Brief History of Jaunpur Sultanate
Early History: The city of Jaunpur was founded by Firuz Shah. His successor, Mahmud Tughlaq, entrusted the government of his eastern dominions to a powerful eunuch noble named Sarwar, who bore the title of Khwaja Jahan.
Thus Khawaja Jahan became the ‘Lord of the East’ and he fixed his headquarters at Jaunpur where he ruled in practical independence. During the confusion that followed Timur’s invasion, his adopted son formally broke loose from Delhi and proclaimed himself an independent king of Jaunpur Sultanate under the title of Mubarak Shah Sharqi in 1399.
Reign of Ibrahim Shah: Ibrahim Shah was the greatest king of Jaunpur Sultanate. Ibrahim Shah was the brother of Mubarak Shah. After the death of of Mubarak Shah in 1402 by his younger brother, Ibrahim Shah, sat of the throne. He proved himself to be the most successful of the Sharqi kings of Jaunpur.
He repelled the diplomatic advances of Mahmud Tughlaq and one the death of the latter even invaded Delhi. He held his own against the Sayyid rulers of Delhi and carried on warfare with Malwa. He was an energetic and benevolent prince and an enlightened patron of arts and learning. The beautiful Atala Mosque was built by him. He died in 1440 after a prosperous reign of forty years and was succeeded by his son, Mahmud. Like his father Mahmud was an able ruler. He took part in the struggle that centered round the decayed power of Delhi which he once besieged in 1452. He died after a reign of 18 years.
Fall of Jaunpur Sultanate: Husain Shah, the last independent king of Jaunpur Sultanate. He was overthrown by Bahlul Lodi in 1457 and was compelled to seek refuge with King Husain of Bengal. Bahlul appointed his son, Barbak, as viceroy of Jaunpur with full sovereign powers. But Sikandar Lodi, another son of Bahlul, who succeeded him to the Sultanate, drove out his elder brother, Barbak, and definitely annexed Jaunpur to the Delhi Empire.
Art and Architecture of Jaunpur Sultanate: The rulers of Jaunpur Sultanate were great builders and patrons of learning. The Sharqi kings of Jaunpur were great patrons of learning and under them Jaunpur became the home of Muhammadan culture and refuge for men of letters. But they are best remembered for the splendor of their architecture.

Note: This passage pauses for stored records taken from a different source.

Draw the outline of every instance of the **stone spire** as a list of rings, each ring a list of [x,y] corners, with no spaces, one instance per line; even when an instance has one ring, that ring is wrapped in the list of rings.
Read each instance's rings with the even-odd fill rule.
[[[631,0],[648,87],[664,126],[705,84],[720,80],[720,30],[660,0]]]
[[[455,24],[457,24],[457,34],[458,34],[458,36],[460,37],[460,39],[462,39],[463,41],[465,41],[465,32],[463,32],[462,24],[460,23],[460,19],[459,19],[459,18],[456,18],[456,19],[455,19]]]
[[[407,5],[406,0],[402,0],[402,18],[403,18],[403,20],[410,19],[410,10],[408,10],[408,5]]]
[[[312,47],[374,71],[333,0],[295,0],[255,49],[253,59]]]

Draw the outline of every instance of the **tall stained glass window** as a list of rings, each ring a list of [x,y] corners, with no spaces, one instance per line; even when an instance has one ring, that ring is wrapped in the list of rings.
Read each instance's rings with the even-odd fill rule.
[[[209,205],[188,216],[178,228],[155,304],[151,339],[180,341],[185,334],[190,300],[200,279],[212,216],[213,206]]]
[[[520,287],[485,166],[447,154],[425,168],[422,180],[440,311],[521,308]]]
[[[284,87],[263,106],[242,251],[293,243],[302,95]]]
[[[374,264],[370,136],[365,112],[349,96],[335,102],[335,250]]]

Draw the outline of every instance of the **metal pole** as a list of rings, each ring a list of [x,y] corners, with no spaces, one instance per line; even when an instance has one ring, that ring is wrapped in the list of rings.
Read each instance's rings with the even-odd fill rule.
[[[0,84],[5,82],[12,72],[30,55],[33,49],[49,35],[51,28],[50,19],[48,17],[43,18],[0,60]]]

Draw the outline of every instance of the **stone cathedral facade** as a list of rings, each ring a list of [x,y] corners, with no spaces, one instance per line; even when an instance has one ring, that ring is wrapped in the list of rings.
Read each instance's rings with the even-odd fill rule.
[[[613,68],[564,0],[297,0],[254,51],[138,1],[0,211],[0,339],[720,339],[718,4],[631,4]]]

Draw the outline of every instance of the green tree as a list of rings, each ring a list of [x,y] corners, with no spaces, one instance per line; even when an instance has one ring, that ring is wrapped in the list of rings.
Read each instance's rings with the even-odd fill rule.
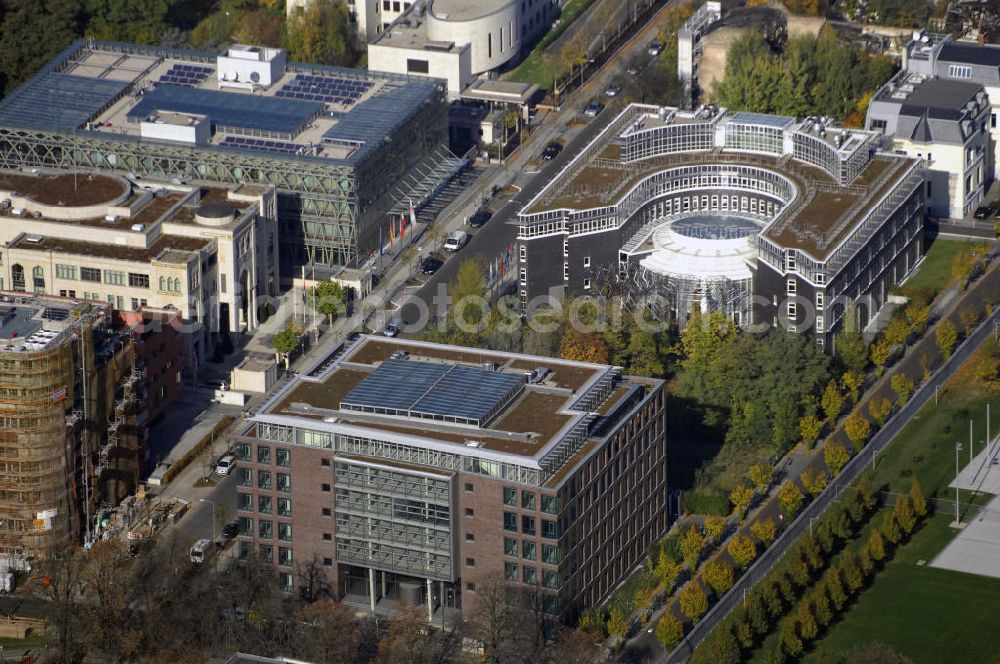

The Atala Mosque built by Ibrahim Shah, the Lal Darawaja built by Mahmud, and the magnificent Jami Masjid built by Husain are amongst the finest monuments of architecture erected in pre-Mughul days. These splendid mosques ‘are designed in peculiar style, including many Hindu features’. They are very massive and have imposing gateways and are without minarets.